Shiva temple in Viluppuram district, Tamil Nadu, India

Thinthirineesvarar Temple is a Hindu temple dedicated to the deity Shiva, located at Tindivanam in Villupuram district, Tamil Nadu, India.

==Vaippu Sthalam==
It is one of the shrines of the Vaippu Sthalams sung by Tamil Saivite Nayanar Appar. This place is also known as Thindeechuram, Thinthiruni and Pulithinthirunvanam. This temple is also known Easwaran Temple.

==Presiding deity==
The presiding deity in the garbhagriha, represented by the lingam, is known as Thinthirineesvarar. The Goddess is known as Maragathavalli and Marathambal.

==Specialities==
The presiding deity was worshipped by Valmiki, Vyasar, Tindi, Mundi, Killi and Killali. It is said that the vimana of the temple was built by Vyasar. In inscription found in this temple, this place is known as "Oymanattu...Thiruthindeechuram".

==Structure==
The temple, with gopura, is facing east. After crossing the entrance Dwajasthambam, bali peetam and nandhi mandap are found. Next to them the shrine of the presiding deity is found. The shrine of the Goddess is found in the outer prakaram. In the Prakaram, shrines of Navagraha, Tirumular and Bairava. The sculpture of Bairava is very beautiful to look. The lower structure is of granite while the higher part is made of bricks.

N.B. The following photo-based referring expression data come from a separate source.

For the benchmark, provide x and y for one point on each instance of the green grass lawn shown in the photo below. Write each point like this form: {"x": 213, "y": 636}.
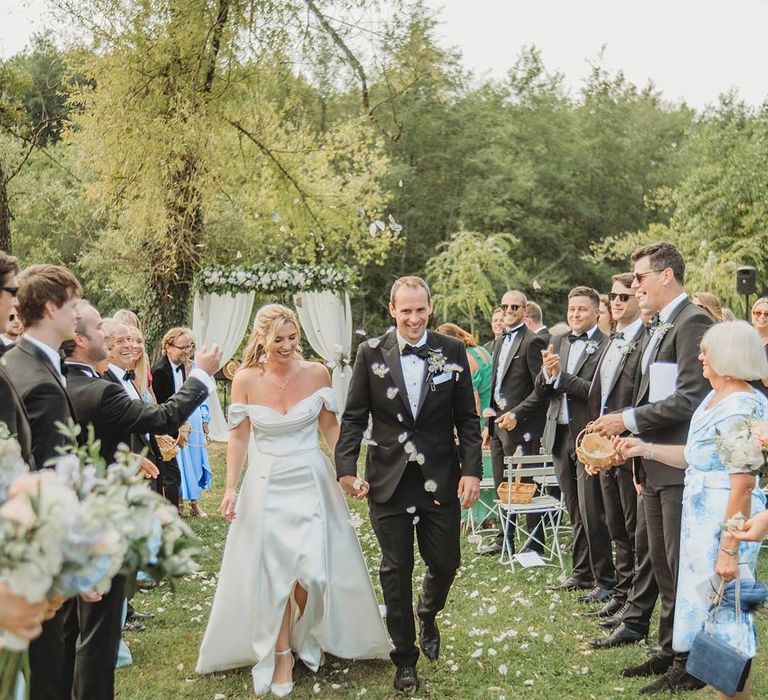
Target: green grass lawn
{"x": 503, "y": 636}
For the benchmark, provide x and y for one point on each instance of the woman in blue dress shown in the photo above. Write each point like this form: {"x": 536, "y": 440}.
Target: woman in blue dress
{"x": 716, "y": 490}
{"x": 193, "y": 460}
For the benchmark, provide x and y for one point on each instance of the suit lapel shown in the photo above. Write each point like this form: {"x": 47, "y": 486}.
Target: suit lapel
{"x": 426, "y": 377}
{"x": 391, "y": 353}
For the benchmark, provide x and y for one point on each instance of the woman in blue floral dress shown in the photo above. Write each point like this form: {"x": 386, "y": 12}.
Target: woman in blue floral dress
{"x": 731, "y": 354}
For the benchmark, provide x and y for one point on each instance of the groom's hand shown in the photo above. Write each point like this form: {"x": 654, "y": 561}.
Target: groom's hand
{"x": 469, "y": 491}
{"x": 354, "y": 486}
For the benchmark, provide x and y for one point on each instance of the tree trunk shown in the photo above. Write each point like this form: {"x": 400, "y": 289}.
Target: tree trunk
{"x": 5, "y": 215}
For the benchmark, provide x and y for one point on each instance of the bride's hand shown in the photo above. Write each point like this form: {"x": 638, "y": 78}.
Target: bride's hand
{"x": 354, "y": 486}
{"x": 227, "y": 507}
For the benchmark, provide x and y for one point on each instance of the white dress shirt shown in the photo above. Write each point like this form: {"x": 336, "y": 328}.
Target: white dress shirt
{"x": 628, "y": 415}
{"x": 506, "y": 346}
{"x": 612, "y": 359}
{"x": 413, "y": 368}
{"x": 50, "y": 353}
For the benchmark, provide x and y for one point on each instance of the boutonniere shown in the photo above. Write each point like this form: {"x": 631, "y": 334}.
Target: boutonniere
{"x": 661, "y": 329}
{"x": 628, "y": 348}
{"x": 379, "y": 369}
{"x": 591, "y": 346}
{"x": 435, "y": 361}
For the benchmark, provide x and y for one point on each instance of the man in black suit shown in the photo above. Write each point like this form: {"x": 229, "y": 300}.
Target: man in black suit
{"x": 569, "y": 365}
{"x": 611, "y": 390}
{"x": 12, "y": 411}
{"x": 516, "y": 363}
{"x": 497, "y": 326}
{"x": 115, "y": 417}
{"x": 669, "y": 387}
{"x": 535, "y": 321}
{"x": 168, "y": 375}
{"x": 47, "y": 304}
{"x": 416, "y": 387}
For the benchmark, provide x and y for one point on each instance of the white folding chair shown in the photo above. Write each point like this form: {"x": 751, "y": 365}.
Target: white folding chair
{"x": 551, "y": 509}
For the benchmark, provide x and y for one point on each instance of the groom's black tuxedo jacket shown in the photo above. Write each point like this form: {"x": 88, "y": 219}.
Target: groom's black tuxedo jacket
{"x": 444, "y": 407}
{"x": 116, "y": 417}
{"x": 667, "y": 421}
{"x": 43, "y": 395}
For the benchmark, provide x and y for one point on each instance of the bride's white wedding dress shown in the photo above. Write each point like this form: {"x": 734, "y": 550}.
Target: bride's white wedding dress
{"x": 292, "y": 525}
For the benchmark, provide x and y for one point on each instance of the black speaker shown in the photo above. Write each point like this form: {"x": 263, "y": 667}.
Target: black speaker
{"x": 746, "y": 280}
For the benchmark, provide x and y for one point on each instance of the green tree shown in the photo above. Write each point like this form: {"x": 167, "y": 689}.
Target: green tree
{"x": 463, "y": 272}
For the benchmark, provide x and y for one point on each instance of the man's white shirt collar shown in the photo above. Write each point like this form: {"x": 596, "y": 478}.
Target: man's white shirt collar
{"x": 401, "y": 342}
{"x": 669, "y": 309}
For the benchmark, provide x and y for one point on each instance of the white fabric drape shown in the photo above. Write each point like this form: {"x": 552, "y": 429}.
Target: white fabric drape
{"x": 326, "y": 323}
{"x": 222, "y": 319}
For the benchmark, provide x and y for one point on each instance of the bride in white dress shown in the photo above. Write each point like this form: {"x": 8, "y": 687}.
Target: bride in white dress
{"x": 293, "y": 577}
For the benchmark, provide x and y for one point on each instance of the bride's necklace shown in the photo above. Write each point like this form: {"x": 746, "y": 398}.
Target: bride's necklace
{"x": 284, "y": 385}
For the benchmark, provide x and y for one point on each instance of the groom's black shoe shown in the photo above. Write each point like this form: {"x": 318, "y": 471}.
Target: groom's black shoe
{"x": 429, "y": 639}
{"x": 406, "y": 679}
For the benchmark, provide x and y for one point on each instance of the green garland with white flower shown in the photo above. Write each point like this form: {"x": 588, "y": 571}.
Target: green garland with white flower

In the kosta, Vinayaka, Dakshinamurthy, Brahma, Vishnu and Durga are found.

==Festival==
Adhikara Nandhi festival is held in this temple.

==Location==
The temple is located at Tindivanam in Madras-Trichy road. After crossing the flyover, the temple can be reached in the Easwaran Koil Street. It is opened for worship from 6.00 to 11.30 a.m. and 4.00 to 9.00 p.m.